= Sensō Sōshitsu =

17th century Japanese master of the tea ceremony

Sensō Sōshitsu (仙叟 宗室), also known as Sen Sōshitsu IV (四代目千宗室), is the 4th in the hereditary series of Japanese tea masters who have been head of the Urasenke family. Although he was the first person in the Sen family to use the name "Sōshitsu" which has been the exclusive hereditary professional name of the head of the Urasenke line of the family ever since, he is counted as Sōshitsu IV to distinguish him as the 4th generation in this line, which, as do the other three lines of the Sen family, counts its founder as Sen no Rikyū.

==Biography==
Sensō Sōshitsu was the youngest son of Sen no Sōtan; and he was a great-grandson of Sen no Rikyū. Before becoming the head of the Urasenke line of the Sen family, he studied under a physician of Kyoto named Noma Gentaku, aiming to become a physician.

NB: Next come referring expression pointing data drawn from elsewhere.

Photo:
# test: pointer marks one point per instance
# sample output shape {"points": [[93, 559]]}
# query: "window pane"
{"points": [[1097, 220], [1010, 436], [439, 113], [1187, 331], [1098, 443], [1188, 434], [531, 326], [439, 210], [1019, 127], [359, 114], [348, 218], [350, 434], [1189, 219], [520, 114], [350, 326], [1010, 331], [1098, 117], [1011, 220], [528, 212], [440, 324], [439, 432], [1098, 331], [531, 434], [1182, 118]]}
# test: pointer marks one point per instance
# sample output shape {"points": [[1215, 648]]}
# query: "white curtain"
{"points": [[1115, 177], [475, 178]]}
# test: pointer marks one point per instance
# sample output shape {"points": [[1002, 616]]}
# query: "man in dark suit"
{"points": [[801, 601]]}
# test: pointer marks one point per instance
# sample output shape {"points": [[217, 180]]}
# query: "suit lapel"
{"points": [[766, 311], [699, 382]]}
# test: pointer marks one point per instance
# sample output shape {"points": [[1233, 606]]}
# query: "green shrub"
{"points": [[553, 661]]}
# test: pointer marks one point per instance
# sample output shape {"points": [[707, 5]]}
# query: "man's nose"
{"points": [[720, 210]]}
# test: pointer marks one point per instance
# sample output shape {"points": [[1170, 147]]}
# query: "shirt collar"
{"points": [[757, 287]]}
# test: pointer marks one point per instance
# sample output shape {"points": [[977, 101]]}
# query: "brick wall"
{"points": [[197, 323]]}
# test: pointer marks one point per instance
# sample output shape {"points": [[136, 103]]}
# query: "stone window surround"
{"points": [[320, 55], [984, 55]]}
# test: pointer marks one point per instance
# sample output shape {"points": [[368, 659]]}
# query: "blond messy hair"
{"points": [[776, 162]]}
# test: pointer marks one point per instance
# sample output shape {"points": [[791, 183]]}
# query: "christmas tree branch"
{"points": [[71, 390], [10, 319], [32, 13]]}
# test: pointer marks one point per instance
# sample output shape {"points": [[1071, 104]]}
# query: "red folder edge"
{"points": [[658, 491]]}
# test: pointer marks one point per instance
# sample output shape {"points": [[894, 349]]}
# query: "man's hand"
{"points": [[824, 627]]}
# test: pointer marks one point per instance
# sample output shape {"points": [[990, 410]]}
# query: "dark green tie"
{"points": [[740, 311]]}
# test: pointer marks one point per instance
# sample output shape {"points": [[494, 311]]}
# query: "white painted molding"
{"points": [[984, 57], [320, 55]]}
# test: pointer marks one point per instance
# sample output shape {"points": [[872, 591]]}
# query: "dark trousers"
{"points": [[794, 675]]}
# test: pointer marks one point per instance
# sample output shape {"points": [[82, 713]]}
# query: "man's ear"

Due to the death of Noma, however, he returned to live with his father and concentrate on making a life of carrying on the chadō tradition of the Sen family, founded by his great-grandfather, Sen no Rikyū. Through his father's hard work and connections, he landed a position as magistrate in charge of chadō matters for the head of the wealthy Kaga domain. At first he served under Lord Maeda Toshitsune, and after Toshitsune's death, Lord Maeda Tsunatoshi, who was a great patron of the arts and provided Sensō with comfortable quarters in the town of Kanazawa. He spent a great deal of his life in Kanazawa, and his first son, who succeeded him as the fifth head of the Urasenke line of the Sen family, Fukyūsai Jōsō, was born in Kanazawa. Sensō finally retired from his position with Tsunatoshi and returned to Kyoto when he was sixty-six years old, though he continued to make visits to Kanazawa on occasion, and that is where he died on the 23rd day of the 1st month of 1697, at the age of seventy-five.

==Achievements==
Sensō Sōshitsu is particularly remembered for his role in taking the potter Chōzaemon, who worked at the Raku family's workshop in Kyoto, to Kanazawa, and helping him to establish a kiln in the Ōhi section of town. This represented the birth of Ōhi ware pottery, an offshoot of Raku ware pottery. Also, Sensō Sōshitsu is credited with helping the kettle maker Miyazaki Kanchi to establish the Kanchi foundry in Kanazawa. In these ways, Sensō Sōshitsu made major contributions to the art of chanoyu as well as the culture of Kanazawa.